This suggests the draft order has not gone through the normal interagency review process.
The person briefed added that based on the lack of interagency review, it seems the draft EO was hastily conceived.
Worth remembering that with prior WH attempts to draft an executive order targeting social media companies, the FCC and FTC (which are led by Republican chairmen) privately pushed back on being deputized to police political speech on social platforms: cnn.com/2019/08/22/tec…
Also worth remembering that as a general practice, the FCC has repeatedly gone out of its way to avoid regulating websites and internet companies.

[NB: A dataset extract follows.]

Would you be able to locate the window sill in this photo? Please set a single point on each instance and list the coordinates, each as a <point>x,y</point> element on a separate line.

The FCC’s GOP leadership made it a point to avoid “regulating the internet” when it rolled back its own net neutrality rules.
We’ve gotten copies of the draft order.

Looking at the text, the main provisions look fairly similar to what we reported previously here: cnn.com/2019/08/09/tec…
The draft EO seeks to curtail the power of tech platforms by reinterpreting Section 230 of the Communications Decency Act, a critical law that shields websites and tech companies from lawsuits.
It would (indirectly, via Commerce) have the FCC create regulations outlining how and when companies might expose themselves to litigation under Section 230.
The order also tries to tell the FTC to develop a report on complaints of political bias collected by the White House, and instructs the agency to “consider” bringing lawsuits against companies accused of running afoul of 230.
It would tell DOJ to work with state AGs to determine what state laws could be brought to bear against complaints of political bias.

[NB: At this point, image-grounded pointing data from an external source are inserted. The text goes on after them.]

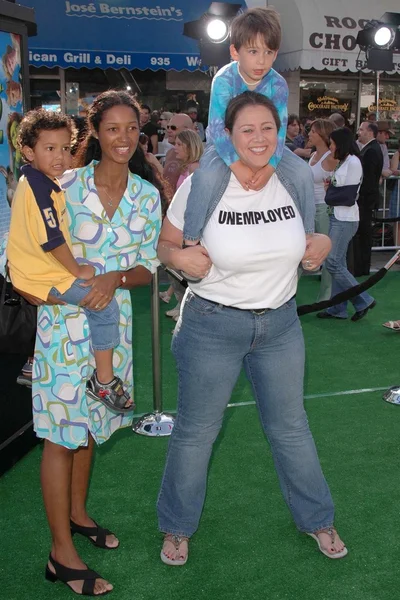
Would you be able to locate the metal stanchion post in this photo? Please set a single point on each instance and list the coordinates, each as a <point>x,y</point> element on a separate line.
<point>392,395</point>
<point>157,423</point>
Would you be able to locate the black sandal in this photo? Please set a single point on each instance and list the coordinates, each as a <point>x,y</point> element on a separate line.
<point>99,532</point>
<point>65,575</point>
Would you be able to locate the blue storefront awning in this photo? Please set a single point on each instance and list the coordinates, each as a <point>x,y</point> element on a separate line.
<point>130,34</point>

And it would ban federal agencies from advertising on platforms deemed to have run afoul of Section 230.
Much of the order could quickly get bogged down in a thicket of legal and constitutional questions.

Just for example, the FTC reports to Congress, not the WH.
And importantly, authors of Section 230 such as @RonWyden have repeatedly said that the intent of the law was to ensure tech companies could *not* be sued into oblivion.

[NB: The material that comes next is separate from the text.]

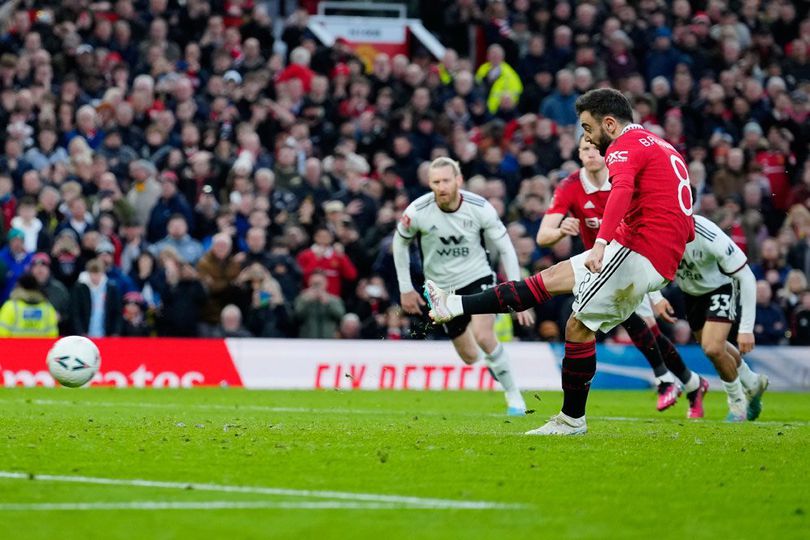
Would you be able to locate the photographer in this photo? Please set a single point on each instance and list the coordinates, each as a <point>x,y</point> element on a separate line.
<point>182,298</point>
<point>262,301</point>
<point>317,311</point>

For the WH to leverage 230 into obtaining the opposite outcome would be to undermine the purpose of the law.
Can he do that? The legal limits of Trump’s executive order on social media: cnn.com/2020/05/28/pol…
NEW: President Trump has signed an executive order aimed at curtailing the power of social media platforms — an effort legal experts say is fraught with constitutionality questions.
Just got off the phone with @RonWyden, the architect of Section 230.

“[Trump] is trying to steal for himself the power of the courts and Congress to rewrite decades of settled law,” Wyden told me. “He decides what’s legal based on what’s in his interest."
Curtailing protections for websites large and small, he said, will be “a gift to bullies, and will lead to pain and less influence for the little guy with the good idea."
I pointed out some of his Democratic colleagues are keen to make changes to 230. Wyden acknowledged the EARN IT Act, which would make 230 protections conditional on guidelines by a new panel led by DOJ and DHS.

“This is obviously something I will fight with everything I have."
The FCC says it will “carefully review” any ask from the Trump administration for new rules.

“This debate is an important one,” said @AjitPaiFCC in a statement.
It’s hard to know what to think about this. On the one hand, the FCC always “carefully reviews” every little thing, so it’s noncommittal. On the other hand, the fact Pai is talking approvingly of a “debate,” before any EO text is final, hints he’s more than open to the idea.